There is also a statutory limitation period on TPR’s Contribution Notice power of six years, but there is no limitation period with the new criminal sanctions.

David Fairs, TPR’s executive director of regulatory policy, said: “Our new criminal offence powers are part of a strong package of measures which enhance our existing avoidance powers, supporting our objectives to protect pension savers.

“The intent of the new criminal offences is not to change commercial norms or accepted standards of corporate behaviour.

"Rather it is to tackle the more serious examples of intentional or reckless conduct that puts members’ savings at risk; and strengthen the deterrent and punishment for that behaviour. Our policy is consistent with this intent."

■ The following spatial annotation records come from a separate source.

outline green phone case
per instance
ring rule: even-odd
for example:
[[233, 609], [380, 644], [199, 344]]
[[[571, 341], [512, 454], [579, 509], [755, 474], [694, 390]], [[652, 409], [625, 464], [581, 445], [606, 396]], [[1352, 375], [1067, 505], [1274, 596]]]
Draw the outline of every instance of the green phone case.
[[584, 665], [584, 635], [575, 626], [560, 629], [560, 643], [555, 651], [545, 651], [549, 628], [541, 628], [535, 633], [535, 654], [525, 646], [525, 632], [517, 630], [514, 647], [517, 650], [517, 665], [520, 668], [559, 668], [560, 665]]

The regulator has outlined scenarios in which it will look to bring cases forward for prosecution.

For example, where:

  • the primary purpose of an individual’s actions is to abandon the scheme without “provision of appropriate mitigation”;
  • significant financial gains have been unreasonably made to the detriment of the scheme;
  • there has been some other unfairness in the treatment of the scheme’ and/or
  • the trustees, TPR and/or the PPF have been misled or not appropriately informed.

In the case of proving there was no reasonable excuse for an individual’s action, TPR said the onus will be on the prosecution.

What amounts to a reasonable excuse will depend on the case, but TPR has outlined three factors that will be significant when determining this.

The first is whether the impact on the scheme or the likelihood of full scheme benefits being received was an “incidental consequence”, as opposed to a “fundamentally necessary step”.

Secondly, whether the employer has acted to offset the impact to the scheme and thirdly whether there was a viable alternative which would have avoided or reduced the detrimental impact.